On Mon, 27 Jun 2005, Theo Van Dinter spake:
> On Mon, Jun 27, 2005 at 03:54:35PM +0100, Nix wrote:
>> > run with --learn=N -- we're going to want to figure out N
>> > small # for large # of messages, large # for small # of messages?
>>
>> That sounds like an optimization problem to me (find that percentage
>> which yields the greatest accuracy when tested against an entirely
>> unrelated corpus).
>
> Well, it's more about finding an N that simulates real-world behavior. We
> don't want to find the N that gives the best results unless the same N is what
> the average user does.
True. What we really want to do is learn not a random subset of messages but
a random highly-scored subset. That's not the same as auto-learning in the
presence of net tests, but it's closer than picking the messages randomly.
(if this is what is actually implemented, forgive me: I haven't checked).
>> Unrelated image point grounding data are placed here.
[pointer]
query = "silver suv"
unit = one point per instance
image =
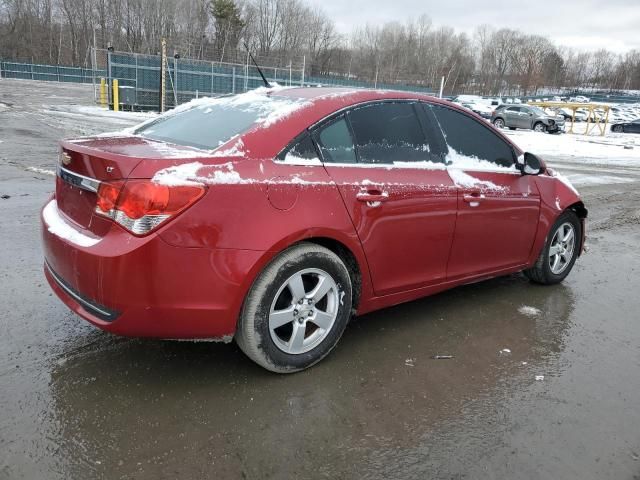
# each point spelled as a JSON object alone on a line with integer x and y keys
{"x": 527, "y": 116}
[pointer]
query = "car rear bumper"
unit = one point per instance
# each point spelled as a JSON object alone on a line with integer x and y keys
{"x": 145, "y": 287}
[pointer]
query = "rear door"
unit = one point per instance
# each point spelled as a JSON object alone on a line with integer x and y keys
{"x": 394, "y": 184}
{"x": 498, "y": 208}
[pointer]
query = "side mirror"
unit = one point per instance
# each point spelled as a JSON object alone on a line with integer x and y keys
{"x": 530, "y": 164}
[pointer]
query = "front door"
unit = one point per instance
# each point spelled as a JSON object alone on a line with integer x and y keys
{"x": 400, "y": 198}
{"x": 498, "y": 208}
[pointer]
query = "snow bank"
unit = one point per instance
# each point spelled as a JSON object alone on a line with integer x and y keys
{"x": 58, "y": 226}
{"x": 589, "y": 149}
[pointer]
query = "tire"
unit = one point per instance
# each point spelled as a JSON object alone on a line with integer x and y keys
{"x": 273, "y": 300}
{"x": 539, "y": 127}
{"x": 543, "y": 271}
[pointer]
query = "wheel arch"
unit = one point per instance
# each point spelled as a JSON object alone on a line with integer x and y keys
{"x": 350, "y": 260}
{"x": 348, "y": 249}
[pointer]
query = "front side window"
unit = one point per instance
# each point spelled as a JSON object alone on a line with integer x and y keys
{"x": 388, "y": 133}
{"x": 470, "y": 141}
{"x": 210, "y": 122}
{"x": 336, "y": 143}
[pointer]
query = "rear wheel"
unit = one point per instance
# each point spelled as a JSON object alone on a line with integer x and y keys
{"x": 296, "y": 310}
{"x": 539, "y": 127}
{"x": 560, "y": 251}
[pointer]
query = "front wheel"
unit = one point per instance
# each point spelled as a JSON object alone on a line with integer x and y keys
{"x": 560, "y": 251}
{"x": 297, "y": 309}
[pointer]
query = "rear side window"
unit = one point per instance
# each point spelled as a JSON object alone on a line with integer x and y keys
{"x": 303, "y": 151}
{"x": 466, "y": 137}
{"x": 388, "y": 133}
{"x": 336, "y": 143}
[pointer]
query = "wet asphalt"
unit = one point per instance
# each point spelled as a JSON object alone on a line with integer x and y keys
{"x": 563, "y": 403}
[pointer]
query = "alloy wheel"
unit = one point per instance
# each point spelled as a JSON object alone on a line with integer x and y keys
{"x": 303, "y": 311}
{"x": 562, "y": 248}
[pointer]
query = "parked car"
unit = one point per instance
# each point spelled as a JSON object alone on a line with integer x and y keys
{"x": 627, "y": 127}
{"x": 275, "y": 215}
{"x": 527, "y": 116}
{"x": 580, "y": 99}
{"x": 483, "y": 110}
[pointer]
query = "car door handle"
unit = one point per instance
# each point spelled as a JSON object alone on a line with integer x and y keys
{"x": 372, "y": 196}
{"x": 473, "y": 199}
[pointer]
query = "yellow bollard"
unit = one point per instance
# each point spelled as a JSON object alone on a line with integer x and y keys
{"x": 103, "y": 93}
{"x": 116, "y": 100}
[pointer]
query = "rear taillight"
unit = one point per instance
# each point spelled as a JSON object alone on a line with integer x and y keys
{"x": 142, "y": 205}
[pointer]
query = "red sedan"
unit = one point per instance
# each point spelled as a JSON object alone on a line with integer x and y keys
{"x": 273, "y": 216}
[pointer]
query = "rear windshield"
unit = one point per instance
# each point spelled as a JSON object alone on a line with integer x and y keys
{"x": 211, "y": 122}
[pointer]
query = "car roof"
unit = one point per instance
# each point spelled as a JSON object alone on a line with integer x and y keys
{"x": 323, "y": 102}
{"x": 341, "y": 95}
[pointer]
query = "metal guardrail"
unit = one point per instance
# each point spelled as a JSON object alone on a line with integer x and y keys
{"x": 52, "y": 73}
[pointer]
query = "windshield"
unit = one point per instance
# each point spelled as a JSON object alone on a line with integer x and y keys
{"x": 210, "y": 122}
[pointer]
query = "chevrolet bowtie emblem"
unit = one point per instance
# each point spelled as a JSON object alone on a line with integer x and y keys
{"x": 65, "y": 158}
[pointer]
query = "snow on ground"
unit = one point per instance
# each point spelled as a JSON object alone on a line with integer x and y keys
{"x": 586, "y": 160}
{"x": 109, "y": 117}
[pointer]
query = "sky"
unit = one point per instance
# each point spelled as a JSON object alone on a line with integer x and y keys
{"x": 579, "y": 24}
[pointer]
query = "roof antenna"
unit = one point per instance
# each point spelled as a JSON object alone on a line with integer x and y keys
{"x": 266, "y": 83}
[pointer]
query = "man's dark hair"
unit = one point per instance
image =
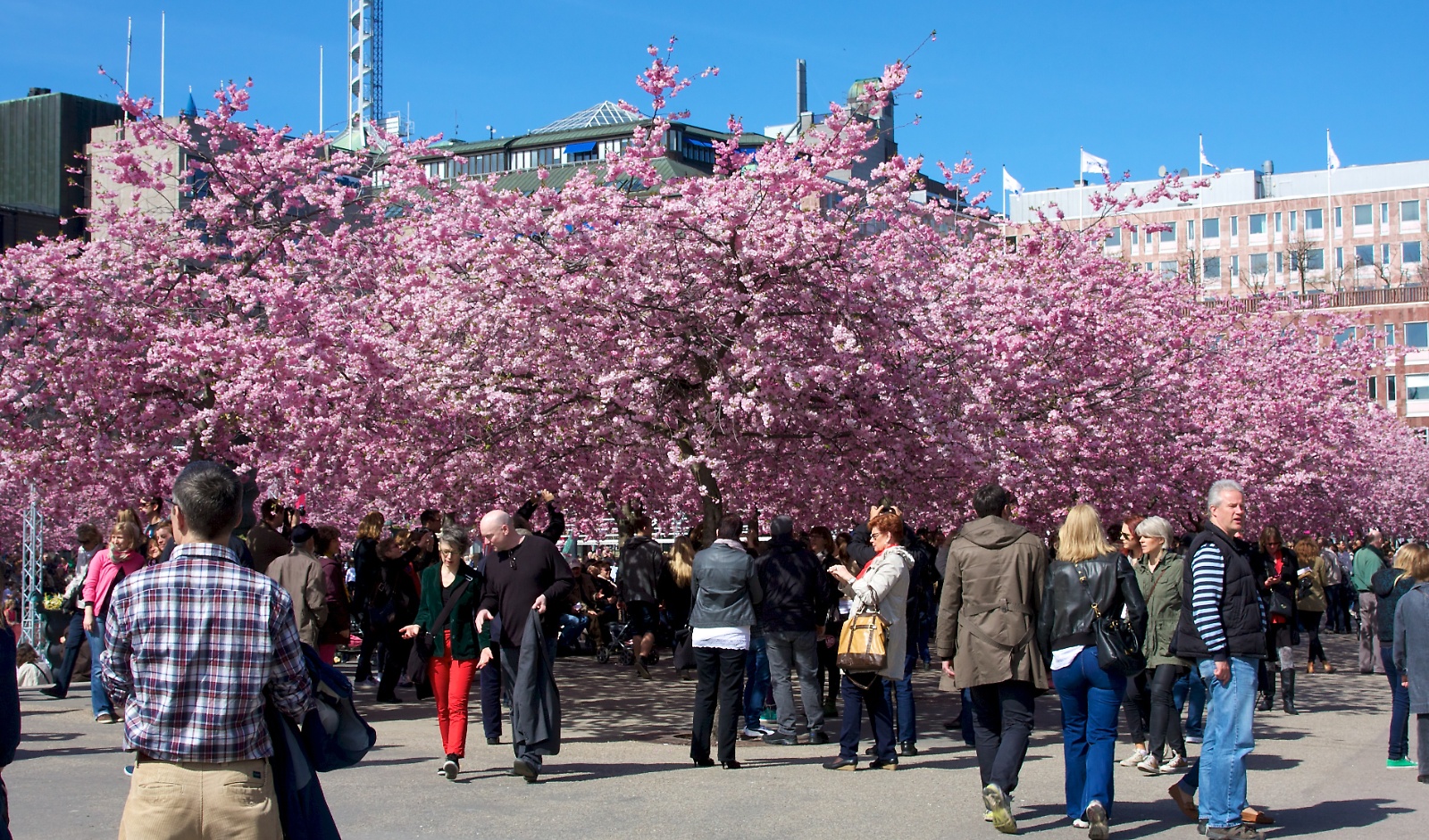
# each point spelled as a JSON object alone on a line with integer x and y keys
{"x": 211, "y": 497}
{"x": 990, "y": 500}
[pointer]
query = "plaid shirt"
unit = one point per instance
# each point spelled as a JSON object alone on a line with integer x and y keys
{"x": 193, "y": 645}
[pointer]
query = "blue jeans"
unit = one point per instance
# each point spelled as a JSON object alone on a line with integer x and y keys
{"x": 907, "y": 730}
{"x": 1091, "y": 699}
{"x": 99, "y": 697}
{"x": 1400, "y": 714}
{"x": 1191, "y": 693}
{"x": 1229, "y": 739}
{"x": 756, "y": 682}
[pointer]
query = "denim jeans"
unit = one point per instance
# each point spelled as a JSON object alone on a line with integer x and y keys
{"x": 797, "y": 650}
{"x": 873, "y": 697}
{"x": 1400, "y": 713}
{"x": 99, "y": 697}
{"x": 1229, "y": 739}
{"x": 905, "y": 730}
{"x": 1091, "y": 699}
{"x": 756, "y": 682}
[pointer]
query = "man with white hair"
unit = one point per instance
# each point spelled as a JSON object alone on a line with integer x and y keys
{"x": 526, "y": 573}
{"x": 1224, "y": 630}
{"x": 1369, "y": 561}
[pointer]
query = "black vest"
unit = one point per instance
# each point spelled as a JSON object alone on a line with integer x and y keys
{"x": 1240, "y": 603}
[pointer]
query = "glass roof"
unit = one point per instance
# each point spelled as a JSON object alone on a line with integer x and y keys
{"x": 606, "y": 113}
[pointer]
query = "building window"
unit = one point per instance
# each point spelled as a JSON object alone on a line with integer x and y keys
{"x": 1416, "y": 386}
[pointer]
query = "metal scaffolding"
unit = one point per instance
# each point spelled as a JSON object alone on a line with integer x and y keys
{"x": 32, "y": 575}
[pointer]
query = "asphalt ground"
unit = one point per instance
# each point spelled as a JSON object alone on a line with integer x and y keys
{"x": 625, "y": 773}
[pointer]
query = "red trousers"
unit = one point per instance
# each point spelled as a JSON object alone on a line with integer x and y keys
{"x": 452, "y": 683}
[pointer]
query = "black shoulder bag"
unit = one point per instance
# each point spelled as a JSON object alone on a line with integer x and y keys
{"x": 1116, "y": 647}
{"x": 425, "y": 646}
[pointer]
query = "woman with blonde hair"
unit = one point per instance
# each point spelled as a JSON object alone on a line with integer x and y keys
{"x": 1390, "y": 586}
{"x": 1088, "y": 580}
{"x": 119, "y": 561}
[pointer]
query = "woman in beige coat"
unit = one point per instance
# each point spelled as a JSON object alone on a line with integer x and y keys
{"x": 881, "y": 586}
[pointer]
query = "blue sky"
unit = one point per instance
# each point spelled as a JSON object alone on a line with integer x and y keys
{"x": 1012, "y": 83}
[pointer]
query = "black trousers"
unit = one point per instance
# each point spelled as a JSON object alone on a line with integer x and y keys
{"x": 1002, "y": 728}
{"x": 73, "y": 639}
{"x": 1165, "y": 718}
{"x": 1136, "y": 703}
{"x": 721, "y": 682}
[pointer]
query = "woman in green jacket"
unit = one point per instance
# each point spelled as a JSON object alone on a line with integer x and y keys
{"x": 1159, "y": 571}
{"x": 459, "y": 650}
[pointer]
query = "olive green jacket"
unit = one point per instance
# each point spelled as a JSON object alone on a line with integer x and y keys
{"x": 1164, "y": 593}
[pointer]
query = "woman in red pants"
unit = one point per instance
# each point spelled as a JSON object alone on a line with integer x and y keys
{"x": 459, "y": 649}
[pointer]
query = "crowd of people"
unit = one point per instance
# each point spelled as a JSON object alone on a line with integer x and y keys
{"x": 1119, "y": 621}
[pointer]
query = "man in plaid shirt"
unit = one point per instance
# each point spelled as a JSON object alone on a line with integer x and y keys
{"x": 195, "y": 649}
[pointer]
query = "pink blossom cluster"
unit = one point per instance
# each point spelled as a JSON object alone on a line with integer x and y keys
{"x": 769, "y": 337}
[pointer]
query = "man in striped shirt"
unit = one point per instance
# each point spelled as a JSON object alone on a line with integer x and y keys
{"x": 1222, "y": 628}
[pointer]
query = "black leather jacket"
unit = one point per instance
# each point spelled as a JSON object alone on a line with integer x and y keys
{"x": 1066, "y": 604}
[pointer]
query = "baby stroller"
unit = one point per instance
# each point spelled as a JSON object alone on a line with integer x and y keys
{"x": 619, "y": 645}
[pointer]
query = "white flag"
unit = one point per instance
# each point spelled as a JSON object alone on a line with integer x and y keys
{"x": 1204, "y": 162}
{"x": 1011, "y": 183}
{"x": 1092, "y": 163}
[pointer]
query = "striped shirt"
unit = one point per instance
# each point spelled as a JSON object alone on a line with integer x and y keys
{"x": 1208, "y": 583}
{"x": 195, "y": 647}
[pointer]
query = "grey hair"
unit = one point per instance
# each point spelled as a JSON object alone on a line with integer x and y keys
{"x": 456, "y": 539}
{"x": 211, "y": 499}
{"x": 1219, "y": 489}
{"x": 1155, "y": 526}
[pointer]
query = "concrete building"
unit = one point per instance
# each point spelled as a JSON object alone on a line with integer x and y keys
{"x": 1352, "y": 239}
{"x": 42, "y": 136}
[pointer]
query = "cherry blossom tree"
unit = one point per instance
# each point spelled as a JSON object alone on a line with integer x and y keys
{"x": 778, "y": 337}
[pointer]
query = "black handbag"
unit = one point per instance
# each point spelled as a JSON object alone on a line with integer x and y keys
{"x": 1118, "y": 652}
{"x": 425, "y": 645}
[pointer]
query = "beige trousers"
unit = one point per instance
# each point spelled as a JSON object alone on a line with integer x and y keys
{"x": 200, "y": 802}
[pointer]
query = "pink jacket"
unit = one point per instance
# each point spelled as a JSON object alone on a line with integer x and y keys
{"x": 104, "y": 573}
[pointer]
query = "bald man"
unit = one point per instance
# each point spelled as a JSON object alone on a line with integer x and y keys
{"x": 525, "y": 573}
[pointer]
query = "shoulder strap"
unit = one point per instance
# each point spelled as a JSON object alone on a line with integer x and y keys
{"x": 449, "y": 606}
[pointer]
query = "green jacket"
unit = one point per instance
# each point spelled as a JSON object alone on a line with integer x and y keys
{"x": 1162, "y": 590}
{"x": 466, "y": 643}
{"x": 1368, "y": 561}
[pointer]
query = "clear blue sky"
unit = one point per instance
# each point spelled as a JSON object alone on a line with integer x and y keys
{"x": 1014, "y": 83}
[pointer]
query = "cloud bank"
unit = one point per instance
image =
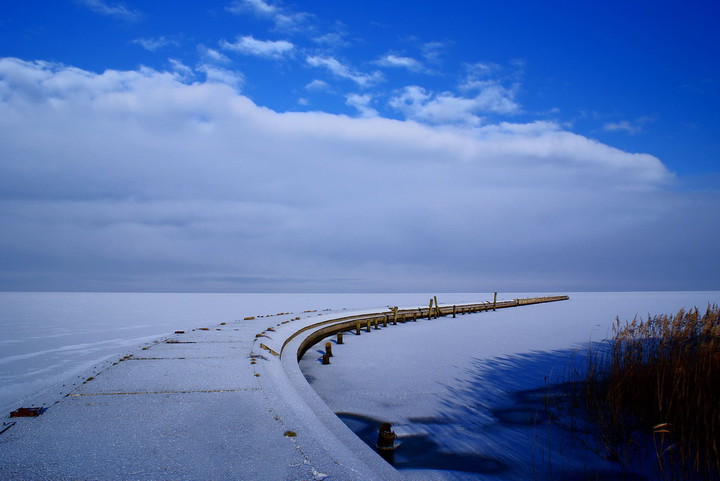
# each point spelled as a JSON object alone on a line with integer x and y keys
{"x": 145, "y": 180}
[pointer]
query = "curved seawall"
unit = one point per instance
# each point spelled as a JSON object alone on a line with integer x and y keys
{"x": 217, "y": 402}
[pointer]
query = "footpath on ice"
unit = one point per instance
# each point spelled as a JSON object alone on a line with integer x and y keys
{"x": 217, "y": 402}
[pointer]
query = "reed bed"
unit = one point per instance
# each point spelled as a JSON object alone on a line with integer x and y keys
{"x": 657, "y": 388}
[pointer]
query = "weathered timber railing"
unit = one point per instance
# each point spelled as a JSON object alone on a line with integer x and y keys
{"x": 321, "y": 330}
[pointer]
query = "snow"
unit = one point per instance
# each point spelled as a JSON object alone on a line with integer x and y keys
{"x": 212, "y": 405}
{"x": 460, "y": 392}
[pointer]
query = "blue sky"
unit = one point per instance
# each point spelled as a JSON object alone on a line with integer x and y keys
{"x": 310, "y": 146}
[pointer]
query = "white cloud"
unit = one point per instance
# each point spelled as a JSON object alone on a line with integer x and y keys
{"x": 155, "y": 43}
{"x": 391, "y": 60}
{"x": 362, "y": 104}
{"x": 280, "y": 16}
{"x": 142, "y": 179}
{"x": 260, "y": 48}
{"x": 210, "y": 55}
{"x": 215, "y": 74}
{"x": 117, "y": 10}
{"x": 183, "y": 71}
{"x": 318, "y": 86}
{"x": 344, "y": 71}
{"x": 418, "y": 104}
{"x": 630, "y": 127}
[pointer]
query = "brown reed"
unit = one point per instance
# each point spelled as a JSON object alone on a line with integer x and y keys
{"x": 660, "y": 378}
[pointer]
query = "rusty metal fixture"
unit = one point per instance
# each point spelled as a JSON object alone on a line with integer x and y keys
{"x": 386, "y": 437}
{"x": 27, "y": 412}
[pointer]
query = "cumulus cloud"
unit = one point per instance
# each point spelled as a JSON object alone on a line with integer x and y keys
{"x": 248, "y": 45}
{"x": 282, "y": 17}
{"x": 215, "y": 74}
{"x": 345, "y": 71}
{"x": 362, "y": 104}
{"x": 117, "y": 10}
{"x": 210, "y": 55}
{"x": 140, "y": 180}
{"x": 153, "y": 44}
{"x": 397, "y": 61}
{"x": 318, "y": 85}
{"x": 629, "y": 127}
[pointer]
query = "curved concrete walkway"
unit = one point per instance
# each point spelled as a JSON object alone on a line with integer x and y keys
{"x": 225, "y": 402}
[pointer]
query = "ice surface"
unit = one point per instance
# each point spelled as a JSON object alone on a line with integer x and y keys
{"x": 469, "y": 387}
{"x": 52, "y": 337}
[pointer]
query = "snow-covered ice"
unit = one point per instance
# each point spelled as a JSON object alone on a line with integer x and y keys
{"x": 464, "y": 394}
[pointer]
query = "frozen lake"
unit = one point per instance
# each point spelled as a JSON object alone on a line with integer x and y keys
{"x": 49, "y": 337}
{"x": 465, "y": 395}
{"x": 461, "y": 393}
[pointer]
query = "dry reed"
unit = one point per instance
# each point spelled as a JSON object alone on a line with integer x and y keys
{"x": 659, "y": 380}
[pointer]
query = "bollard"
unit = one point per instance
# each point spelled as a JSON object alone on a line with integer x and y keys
{"x": 386, "y": 438}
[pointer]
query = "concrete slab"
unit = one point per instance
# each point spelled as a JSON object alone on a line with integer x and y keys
{"x": 161, "y": 375}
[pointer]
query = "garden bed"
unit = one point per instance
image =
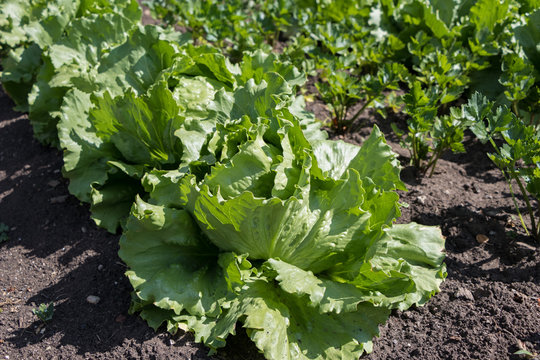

>> ... ah, I see, and this gives you Bayes-plus-net results, from which you
>> can determine the other results by just filtering certain rules out of
>> the mass-check results. Neat.
>
> Yeah, previous mass-check runs required 3 because we let auto-learn do its
> thing and that required scores to be set, and bayes depended on net rules,
> etc, etc.
Slight theoretical reduction in accuracy; huge reduction in time
spent. Probably a good trade-off, since nobody uses *exactly* the
environment we're training against anyway. (It might actually help
reduce our overfitting problems a bit ;) )
--
`I lost interest in "blade servers" when I found they didn't throw knives
at people who weren't supposed to be in your machine room.'
--- Anthony de Boer